4. Restart the WebSpeed or AppServer broker
The properties configured by the above steps in ubroker.properties are:
sslEnable=1
keyAlias=demoSSL
keyAliasPasswd=<pass phrase>
To configure WebSpeed Messenger settings: 1. On the CGI messenger properties, select SSL page and check all the check boxes for:
- Enable SSL AppServer Connection
- Disable Client Verification of SSL Host Name
- Disable SSL Session Reuse
2. On the ISAPI messenger properties, select SSL page and check the following check boxes for:
- Enable SSL AppServer Connection
- Disable Client Verification o.f SSL Host Name
The properties configured by the above steps in ubroker.properties are:
noHostVerify=1
sslEnable=1
useConnID=0
For a distributed WebSpeed configuration, where the WebSpeed Messenger resides on a separate web server machine:
1. Copy the trusted hash formatted certificate (8a2ac75f.0) created in step 10 from %DLC%\certs to the messenger machine's %DLC%\certs folder.
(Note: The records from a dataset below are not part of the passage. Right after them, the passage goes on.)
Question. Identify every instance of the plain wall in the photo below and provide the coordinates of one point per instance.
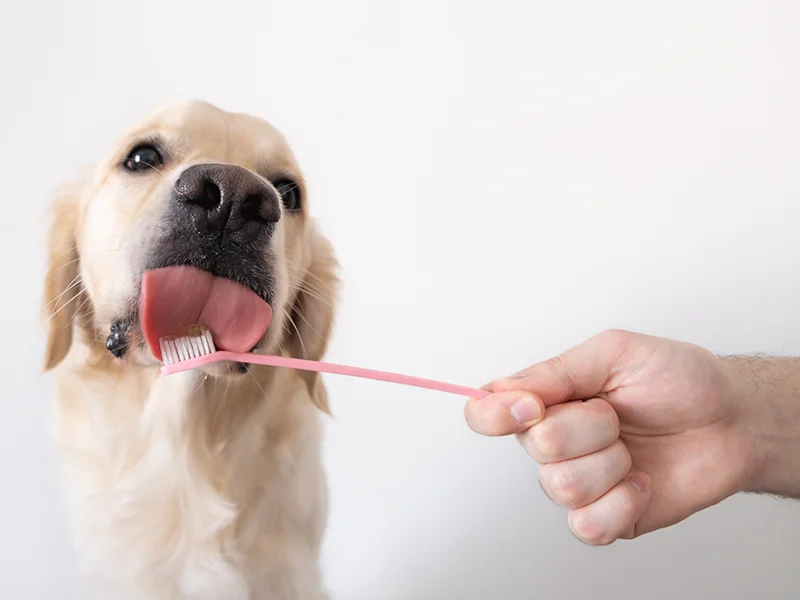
(501, 180)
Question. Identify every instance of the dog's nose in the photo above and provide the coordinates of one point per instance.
(227, 198)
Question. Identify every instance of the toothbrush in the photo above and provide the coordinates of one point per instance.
(197, 349)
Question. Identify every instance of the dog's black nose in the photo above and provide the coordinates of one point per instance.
(227, 199)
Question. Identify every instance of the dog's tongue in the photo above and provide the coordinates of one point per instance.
(174, 298)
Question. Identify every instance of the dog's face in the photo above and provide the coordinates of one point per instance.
(210, 192)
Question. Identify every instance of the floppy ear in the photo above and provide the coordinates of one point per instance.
(313, 312)
(62, 285)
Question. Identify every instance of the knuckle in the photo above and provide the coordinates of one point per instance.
(548, 441)
(566, 487)
(615, 336)
(589, 530)
(606, 415)
(585, 527)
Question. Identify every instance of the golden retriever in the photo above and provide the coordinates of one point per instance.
(206, 484)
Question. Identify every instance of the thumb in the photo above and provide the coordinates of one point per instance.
(579, 373)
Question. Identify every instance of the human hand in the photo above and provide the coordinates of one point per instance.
(632, 433)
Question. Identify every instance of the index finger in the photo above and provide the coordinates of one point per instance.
(579, 373)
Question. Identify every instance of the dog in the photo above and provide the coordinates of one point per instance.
(206, 484)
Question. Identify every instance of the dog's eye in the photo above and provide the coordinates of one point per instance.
(143, 158)
(290, 194)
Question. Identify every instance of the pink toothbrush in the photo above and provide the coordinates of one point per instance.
(181, 353)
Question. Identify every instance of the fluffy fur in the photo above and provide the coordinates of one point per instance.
(203, 485)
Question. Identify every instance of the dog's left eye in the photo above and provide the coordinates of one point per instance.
(143, 158)
(290, 193)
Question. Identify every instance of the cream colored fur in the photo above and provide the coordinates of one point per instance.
(203, 485)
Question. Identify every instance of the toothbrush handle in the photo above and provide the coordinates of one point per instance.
(321, 367)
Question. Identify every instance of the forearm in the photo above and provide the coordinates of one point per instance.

For the remote 4GL/ABL client connecting to the AppServer broker, there are 2 options:
1. Copy the trusted hash formatted certificate (8a2ac75f.0) created in step 10 from %DLC%\certs to each of the ABL client machines' %DLC%\certs folder
OR
2. Copy the trusted hash formatted certificate (8a2ac75f.0) created in step 10 from %DLC%\certs to a central location on the network (non default location) and use the -certstorepath parameter on the client startup to specify the path of the certificate
%DLC%\bin\prowin32 -certstorepath \\<networkPath>\<certificate folder name> -nohostverify
For creating self-signed SAN certificate, reference How to create a SSL certificate that includes a SAN
When signing the certificate add -extfile pscpki.cnf -extensions v3_req
Note: -extfile points to the modified cnf file, which has the SAN names.